One important helper type is the ProtobufCBuffer
which allows you to abstract the target of serialization. The only
thing that a buffer has is an append
method:
struct _ProtobufCBuffer { void (*append)(ProtobufCBuffer *buffer, size_t len, const unsigned char *data); }
ProtobufCBuffer subclasses are often defined on the stack.
For example, to write to a FILE you could make:
typedef struct { ProtobufCBuffer base; FILE *fp; } BufferAppendToFile static void my_buffer_file_append (ProtobufCBuffer *buffer, unsigned len, const unsigned char *data) { BufferAppendToFile *file_buf = (BufferAppendToFile *) buffer; fwrite (data, len, 1, file_buf->fp); // XXX: no error handling! }
To use this new type of Buffer, you would do something like:
... BufferAppendToFile tmp; tmp.base.append = my_buffer_file_append; tmp.fp = fp; protobuf_c_message_pack_to_buffer (&message, &tmp); ...
A commonly builtin subtype is the BufferSimple which is declared on the stack and uses a scratch buffer provided by the user for its initial allocation. It does exponential resizing. To create a BufferSimple, use code like:
unsigned char pad[128]; ProtobufCBufferSimple buf = PROTOBUF_C_BUFFER_SIMPLE_INIT (pad); ProtobufCBuffer *buffer = (ProtobufCBuffer *) &simple; protobuf_c_buffer_append (buffer, 6, (unsigned char *) "hi mom");
You can access the data as buf.len and buf.data. For example,
assert (buf.len == 6); assert (memcmp (buf.data, "hi mom", 6) == 0);
To finish up, use:
PROTOBUF_C_BUFFER_SIMPLE_CLEAR (&buf);
To pack messages one first computes their packed size, then provide a buffer to pack into.
size_t protobuf_c_message_get_packed_size (ProtobufCMessage *message); void protobuf_c_message_pack (ProtobufCMessage *message, unsigned char *out);
Or you can use the "streaming" approach:
void protobuf_c_message_pack_to_buffer (ProtobufCMessage *message, ProtobufCBuffer *buffer);
where ProtobufCBuffer is a base object with an append metod. See the section called “Buffers”.

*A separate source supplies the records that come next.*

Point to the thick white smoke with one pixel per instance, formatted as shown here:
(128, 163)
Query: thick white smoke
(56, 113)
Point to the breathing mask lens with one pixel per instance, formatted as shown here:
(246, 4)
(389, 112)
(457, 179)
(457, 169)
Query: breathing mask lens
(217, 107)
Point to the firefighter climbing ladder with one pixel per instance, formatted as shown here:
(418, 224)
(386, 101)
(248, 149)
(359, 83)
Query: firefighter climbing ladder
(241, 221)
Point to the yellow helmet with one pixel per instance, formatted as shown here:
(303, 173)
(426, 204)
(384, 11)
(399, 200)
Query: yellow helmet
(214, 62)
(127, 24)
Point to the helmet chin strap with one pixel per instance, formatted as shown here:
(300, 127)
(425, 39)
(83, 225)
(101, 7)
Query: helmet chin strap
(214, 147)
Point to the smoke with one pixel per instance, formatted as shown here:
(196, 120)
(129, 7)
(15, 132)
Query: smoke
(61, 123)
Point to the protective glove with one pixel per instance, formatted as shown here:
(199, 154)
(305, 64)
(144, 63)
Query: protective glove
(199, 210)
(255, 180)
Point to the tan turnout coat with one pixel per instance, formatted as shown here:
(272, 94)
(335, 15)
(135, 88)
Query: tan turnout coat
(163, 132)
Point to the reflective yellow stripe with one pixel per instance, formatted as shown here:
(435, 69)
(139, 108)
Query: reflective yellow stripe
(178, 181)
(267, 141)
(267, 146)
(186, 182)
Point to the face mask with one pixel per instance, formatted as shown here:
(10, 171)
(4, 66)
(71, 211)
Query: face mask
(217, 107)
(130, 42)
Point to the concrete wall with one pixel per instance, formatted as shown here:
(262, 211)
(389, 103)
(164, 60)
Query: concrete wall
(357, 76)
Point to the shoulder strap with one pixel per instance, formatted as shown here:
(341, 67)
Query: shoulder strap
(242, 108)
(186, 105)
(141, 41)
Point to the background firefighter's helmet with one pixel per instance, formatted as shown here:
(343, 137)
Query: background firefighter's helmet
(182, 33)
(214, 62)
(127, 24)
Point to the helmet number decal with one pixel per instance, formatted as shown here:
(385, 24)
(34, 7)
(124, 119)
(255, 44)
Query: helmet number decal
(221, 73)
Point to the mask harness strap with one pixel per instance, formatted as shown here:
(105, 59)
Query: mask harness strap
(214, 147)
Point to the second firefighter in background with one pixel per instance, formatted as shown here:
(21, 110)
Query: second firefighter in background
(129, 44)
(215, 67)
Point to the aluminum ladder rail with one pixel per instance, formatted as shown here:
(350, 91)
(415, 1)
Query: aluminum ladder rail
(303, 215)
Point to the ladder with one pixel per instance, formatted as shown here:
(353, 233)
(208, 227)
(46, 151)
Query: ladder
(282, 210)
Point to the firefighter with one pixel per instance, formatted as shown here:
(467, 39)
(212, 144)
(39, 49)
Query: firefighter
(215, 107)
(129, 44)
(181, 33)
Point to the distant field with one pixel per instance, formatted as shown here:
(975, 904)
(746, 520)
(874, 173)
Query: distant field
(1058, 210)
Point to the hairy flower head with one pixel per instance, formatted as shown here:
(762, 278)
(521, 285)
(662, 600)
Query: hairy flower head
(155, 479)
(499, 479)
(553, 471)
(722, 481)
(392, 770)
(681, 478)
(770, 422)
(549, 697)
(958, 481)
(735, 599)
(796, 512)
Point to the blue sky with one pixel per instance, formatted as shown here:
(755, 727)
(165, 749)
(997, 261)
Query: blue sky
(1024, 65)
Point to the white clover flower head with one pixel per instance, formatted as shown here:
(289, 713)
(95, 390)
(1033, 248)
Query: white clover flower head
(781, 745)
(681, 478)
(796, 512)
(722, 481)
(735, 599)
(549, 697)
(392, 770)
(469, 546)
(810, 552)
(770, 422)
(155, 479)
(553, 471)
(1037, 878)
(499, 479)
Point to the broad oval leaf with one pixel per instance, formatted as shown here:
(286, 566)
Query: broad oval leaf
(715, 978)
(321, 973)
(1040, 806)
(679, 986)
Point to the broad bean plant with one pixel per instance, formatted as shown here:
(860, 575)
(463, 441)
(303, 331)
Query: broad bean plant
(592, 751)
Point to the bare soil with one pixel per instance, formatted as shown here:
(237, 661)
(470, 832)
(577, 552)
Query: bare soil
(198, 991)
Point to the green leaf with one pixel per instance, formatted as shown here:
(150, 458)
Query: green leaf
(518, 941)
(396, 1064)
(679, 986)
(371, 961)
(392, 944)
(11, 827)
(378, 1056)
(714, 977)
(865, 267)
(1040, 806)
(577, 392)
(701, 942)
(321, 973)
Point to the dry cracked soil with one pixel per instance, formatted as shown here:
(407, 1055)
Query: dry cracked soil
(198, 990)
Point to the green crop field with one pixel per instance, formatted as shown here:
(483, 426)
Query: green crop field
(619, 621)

To unpack messages, you should simple call
ProtobufCMessage * protobuf_c_message_unpack (const ProtobufCMessageDescriptor *, ProtobufCAllocator *allocator, size_t len, const unsigned char *data);
If you pass NULL for allocator
, then
the default allocator will be used.
You can cast the result to the type that matches the descriptor.
The result of unpacking should be freed with protobuf_c_message_free().